Some days you’ll find you are just not able to focus as easily as other days. However, this does not mean that you shouldn’t try breath work or yoga or that these practices don’t provide any benefit. One thing I’ve found that helps me stay in the moment if I find myself struggling is imagining I’m writing a story. When the mind is very busy, stopping all together can feel impossible. Instead, try to describe the tiny sensations, sights, sounds, feelings that are happening around you that you normally wouldn’t pay attention to.
For example, say you are taking a quiet moment to connect with the earth. Rather than merely trying to force your mind into focusing on the breath, start writing a mental story as if you are trying to explain everything you are experiencing in that moment to someone else. Are your feet in the grass? What does that feel like? Where is the sun in the sky? Is there a breeze blowing? What sounds are there around you? Be as descriptive as possible. If you find it hard to keep your mind on this task as well, you can even bring a notebook and physically write it out on a sheet of paper.
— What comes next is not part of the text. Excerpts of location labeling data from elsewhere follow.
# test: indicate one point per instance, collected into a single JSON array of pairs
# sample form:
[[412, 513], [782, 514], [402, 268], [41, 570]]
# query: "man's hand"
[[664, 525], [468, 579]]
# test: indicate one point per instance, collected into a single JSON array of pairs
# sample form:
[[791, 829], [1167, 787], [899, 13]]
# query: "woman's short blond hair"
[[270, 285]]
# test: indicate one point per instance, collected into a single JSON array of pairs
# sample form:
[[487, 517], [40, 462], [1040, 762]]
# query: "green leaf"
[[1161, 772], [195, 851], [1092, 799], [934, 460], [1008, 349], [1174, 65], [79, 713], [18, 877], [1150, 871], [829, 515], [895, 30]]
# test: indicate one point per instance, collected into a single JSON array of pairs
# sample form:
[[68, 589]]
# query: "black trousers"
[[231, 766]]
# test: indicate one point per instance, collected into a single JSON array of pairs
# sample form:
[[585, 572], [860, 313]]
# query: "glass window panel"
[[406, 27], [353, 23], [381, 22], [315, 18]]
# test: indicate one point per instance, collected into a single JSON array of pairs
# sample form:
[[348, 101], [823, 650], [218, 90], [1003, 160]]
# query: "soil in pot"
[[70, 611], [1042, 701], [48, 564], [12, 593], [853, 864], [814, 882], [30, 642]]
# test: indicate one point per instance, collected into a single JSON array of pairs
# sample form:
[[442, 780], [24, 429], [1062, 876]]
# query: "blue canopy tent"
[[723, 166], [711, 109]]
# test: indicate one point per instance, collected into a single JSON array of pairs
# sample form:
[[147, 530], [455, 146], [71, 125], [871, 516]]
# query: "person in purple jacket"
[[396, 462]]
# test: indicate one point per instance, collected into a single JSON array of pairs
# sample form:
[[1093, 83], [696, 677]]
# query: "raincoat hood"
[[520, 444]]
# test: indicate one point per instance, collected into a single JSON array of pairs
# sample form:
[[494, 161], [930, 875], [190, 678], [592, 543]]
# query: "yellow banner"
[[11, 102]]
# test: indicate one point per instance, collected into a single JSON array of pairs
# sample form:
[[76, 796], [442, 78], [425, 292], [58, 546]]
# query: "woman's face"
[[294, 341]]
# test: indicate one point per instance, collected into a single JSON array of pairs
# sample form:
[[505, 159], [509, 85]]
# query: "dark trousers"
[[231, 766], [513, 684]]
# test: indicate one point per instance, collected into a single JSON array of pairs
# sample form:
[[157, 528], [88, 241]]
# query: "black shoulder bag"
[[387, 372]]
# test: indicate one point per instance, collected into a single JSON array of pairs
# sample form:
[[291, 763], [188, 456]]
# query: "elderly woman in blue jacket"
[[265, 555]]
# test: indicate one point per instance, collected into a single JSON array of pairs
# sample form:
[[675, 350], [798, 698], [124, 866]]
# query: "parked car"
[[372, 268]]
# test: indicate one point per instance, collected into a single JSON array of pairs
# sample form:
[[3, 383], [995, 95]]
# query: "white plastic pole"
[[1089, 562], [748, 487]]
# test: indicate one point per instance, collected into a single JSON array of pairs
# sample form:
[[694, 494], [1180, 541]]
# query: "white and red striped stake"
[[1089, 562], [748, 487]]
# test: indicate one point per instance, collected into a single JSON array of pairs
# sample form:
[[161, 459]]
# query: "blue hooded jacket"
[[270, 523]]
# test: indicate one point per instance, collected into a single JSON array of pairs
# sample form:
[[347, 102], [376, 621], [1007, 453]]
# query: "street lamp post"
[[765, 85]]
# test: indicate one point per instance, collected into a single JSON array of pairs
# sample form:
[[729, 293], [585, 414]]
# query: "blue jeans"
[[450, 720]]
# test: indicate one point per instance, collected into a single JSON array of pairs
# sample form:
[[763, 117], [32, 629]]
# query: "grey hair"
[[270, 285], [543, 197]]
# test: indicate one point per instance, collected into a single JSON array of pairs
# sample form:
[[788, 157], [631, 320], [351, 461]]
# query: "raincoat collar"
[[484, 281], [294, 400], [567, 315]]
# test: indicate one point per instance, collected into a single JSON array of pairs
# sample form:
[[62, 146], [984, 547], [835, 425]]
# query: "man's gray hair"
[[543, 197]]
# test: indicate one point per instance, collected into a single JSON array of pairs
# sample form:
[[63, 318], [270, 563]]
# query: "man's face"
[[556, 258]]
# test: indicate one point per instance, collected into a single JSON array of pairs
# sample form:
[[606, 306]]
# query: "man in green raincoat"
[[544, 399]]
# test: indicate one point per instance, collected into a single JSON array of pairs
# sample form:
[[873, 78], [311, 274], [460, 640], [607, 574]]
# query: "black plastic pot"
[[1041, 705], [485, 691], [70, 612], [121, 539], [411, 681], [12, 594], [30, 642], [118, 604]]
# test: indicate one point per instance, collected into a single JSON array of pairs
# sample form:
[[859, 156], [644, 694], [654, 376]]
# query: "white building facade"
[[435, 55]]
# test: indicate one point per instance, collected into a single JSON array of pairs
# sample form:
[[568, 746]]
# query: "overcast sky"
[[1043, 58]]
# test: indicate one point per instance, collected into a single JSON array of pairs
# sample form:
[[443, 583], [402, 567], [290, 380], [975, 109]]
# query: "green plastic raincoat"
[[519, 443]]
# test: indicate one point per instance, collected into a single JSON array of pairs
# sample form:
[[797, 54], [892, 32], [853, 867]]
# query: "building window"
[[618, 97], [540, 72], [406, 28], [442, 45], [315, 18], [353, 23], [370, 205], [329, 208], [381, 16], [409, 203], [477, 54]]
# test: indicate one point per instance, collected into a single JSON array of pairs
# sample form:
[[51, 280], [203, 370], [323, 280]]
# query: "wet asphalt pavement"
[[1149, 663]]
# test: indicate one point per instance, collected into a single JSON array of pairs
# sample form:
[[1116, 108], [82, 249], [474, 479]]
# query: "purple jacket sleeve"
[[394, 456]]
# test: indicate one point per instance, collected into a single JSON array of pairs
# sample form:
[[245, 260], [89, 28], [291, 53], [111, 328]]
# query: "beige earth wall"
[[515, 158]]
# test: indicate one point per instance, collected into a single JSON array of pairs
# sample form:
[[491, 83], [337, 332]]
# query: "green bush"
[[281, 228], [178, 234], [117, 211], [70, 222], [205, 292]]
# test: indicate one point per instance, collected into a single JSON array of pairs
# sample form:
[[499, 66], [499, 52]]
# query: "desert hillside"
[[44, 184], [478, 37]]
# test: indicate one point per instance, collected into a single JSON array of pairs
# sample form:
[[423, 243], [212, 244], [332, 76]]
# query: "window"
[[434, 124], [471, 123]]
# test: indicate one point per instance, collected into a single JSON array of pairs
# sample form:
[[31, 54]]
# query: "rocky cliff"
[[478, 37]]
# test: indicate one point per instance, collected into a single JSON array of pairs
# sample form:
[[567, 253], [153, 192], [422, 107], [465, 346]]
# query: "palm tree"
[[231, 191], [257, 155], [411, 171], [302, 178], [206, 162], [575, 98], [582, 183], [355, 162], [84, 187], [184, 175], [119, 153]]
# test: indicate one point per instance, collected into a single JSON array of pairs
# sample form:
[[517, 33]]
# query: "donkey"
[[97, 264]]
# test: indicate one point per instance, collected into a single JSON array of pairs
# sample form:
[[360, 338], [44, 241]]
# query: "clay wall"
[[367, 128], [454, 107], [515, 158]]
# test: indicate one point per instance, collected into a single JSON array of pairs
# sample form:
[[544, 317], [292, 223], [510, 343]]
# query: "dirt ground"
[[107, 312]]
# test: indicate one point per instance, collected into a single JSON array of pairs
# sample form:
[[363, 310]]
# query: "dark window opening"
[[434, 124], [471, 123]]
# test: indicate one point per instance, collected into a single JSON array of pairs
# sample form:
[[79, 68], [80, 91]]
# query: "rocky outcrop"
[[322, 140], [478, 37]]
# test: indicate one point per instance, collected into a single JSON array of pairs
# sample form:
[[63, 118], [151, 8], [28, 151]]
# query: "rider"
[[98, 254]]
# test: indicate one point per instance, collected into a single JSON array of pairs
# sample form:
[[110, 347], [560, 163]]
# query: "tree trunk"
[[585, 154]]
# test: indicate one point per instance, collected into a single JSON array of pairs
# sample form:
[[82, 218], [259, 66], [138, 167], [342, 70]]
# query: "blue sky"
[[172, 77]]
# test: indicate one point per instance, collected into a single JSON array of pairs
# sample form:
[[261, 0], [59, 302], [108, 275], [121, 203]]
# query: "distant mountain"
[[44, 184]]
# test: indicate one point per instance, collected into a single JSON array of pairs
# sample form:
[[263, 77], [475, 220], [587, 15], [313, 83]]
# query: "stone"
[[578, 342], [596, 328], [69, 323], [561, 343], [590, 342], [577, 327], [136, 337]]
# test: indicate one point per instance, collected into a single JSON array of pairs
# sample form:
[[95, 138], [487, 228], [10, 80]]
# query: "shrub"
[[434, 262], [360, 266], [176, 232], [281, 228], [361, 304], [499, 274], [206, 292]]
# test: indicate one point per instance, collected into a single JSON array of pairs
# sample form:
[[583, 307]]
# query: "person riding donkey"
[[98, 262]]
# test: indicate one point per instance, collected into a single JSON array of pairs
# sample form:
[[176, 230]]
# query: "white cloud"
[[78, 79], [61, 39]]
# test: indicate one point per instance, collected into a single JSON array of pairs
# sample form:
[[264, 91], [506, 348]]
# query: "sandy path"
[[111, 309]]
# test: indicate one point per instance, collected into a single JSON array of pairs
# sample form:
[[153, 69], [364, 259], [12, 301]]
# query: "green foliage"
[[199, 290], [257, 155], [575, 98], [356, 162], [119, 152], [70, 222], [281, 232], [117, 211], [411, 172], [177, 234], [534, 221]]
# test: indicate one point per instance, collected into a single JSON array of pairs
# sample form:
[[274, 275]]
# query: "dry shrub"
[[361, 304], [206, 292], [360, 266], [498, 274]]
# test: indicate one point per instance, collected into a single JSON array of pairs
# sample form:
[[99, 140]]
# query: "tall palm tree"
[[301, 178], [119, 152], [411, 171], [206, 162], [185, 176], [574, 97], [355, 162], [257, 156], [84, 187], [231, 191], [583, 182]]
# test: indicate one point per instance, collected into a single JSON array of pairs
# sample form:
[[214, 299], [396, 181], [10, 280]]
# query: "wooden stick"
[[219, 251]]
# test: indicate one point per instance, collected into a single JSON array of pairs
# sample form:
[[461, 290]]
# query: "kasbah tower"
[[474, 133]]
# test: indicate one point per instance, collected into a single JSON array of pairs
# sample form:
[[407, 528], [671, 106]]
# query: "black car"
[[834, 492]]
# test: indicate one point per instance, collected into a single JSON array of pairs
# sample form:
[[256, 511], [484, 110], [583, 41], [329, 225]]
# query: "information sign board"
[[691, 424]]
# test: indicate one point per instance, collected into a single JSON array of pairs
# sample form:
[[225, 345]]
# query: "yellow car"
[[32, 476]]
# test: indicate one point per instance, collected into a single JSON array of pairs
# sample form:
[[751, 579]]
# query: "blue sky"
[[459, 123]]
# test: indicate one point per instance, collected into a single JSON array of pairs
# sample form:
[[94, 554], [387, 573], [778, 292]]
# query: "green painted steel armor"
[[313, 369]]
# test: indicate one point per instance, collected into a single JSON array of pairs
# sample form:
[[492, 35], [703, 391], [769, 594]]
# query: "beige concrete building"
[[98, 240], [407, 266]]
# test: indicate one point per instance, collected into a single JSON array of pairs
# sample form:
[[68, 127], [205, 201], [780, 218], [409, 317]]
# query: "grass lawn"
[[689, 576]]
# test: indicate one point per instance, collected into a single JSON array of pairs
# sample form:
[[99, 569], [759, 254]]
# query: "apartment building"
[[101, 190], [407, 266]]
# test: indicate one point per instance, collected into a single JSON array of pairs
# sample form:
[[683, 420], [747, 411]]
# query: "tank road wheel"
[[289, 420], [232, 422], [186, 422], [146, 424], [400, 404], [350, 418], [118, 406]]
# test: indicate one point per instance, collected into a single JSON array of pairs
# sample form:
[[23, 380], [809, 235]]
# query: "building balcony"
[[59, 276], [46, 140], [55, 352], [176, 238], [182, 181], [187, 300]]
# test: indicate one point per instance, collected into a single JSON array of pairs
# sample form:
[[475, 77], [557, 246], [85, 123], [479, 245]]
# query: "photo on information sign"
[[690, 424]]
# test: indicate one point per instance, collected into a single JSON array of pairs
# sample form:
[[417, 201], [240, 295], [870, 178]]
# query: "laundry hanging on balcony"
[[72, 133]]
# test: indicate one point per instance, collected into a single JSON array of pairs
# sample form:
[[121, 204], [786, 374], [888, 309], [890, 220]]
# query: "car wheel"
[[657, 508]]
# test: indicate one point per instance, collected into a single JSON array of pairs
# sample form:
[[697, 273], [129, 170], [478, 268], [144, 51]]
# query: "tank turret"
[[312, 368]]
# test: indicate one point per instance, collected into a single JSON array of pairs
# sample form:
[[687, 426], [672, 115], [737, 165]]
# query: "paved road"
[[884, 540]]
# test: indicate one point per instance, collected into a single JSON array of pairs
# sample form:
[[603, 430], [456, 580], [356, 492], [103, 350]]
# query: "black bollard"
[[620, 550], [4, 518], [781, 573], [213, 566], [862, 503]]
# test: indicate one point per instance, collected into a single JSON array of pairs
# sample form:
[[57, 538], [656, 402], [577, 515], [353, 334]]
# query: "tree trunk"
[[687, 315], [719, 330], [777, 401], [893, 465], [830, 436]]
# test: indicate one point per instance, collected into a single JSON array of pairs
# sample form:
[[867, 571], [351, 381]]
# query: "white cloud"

When you start to put seemingly bland or uneventful moments into words, you realize just how much is actually going on even in stillness that you might not have noticed before. I always find this practice very soothing and pleasurable. Even if it feels like you have no time or your mind couldn’t possibly stop racing, set a timer for just 1-5 minutes. It doesn’t take long for your to settle the mind and body. You may even find you enjoy it so much that you make a little more time than you thought you’d be able to devote to this little mental, emotional, spiritual break. And if not, be grateful that you at least gave yourself one minute to rest. You deserve it.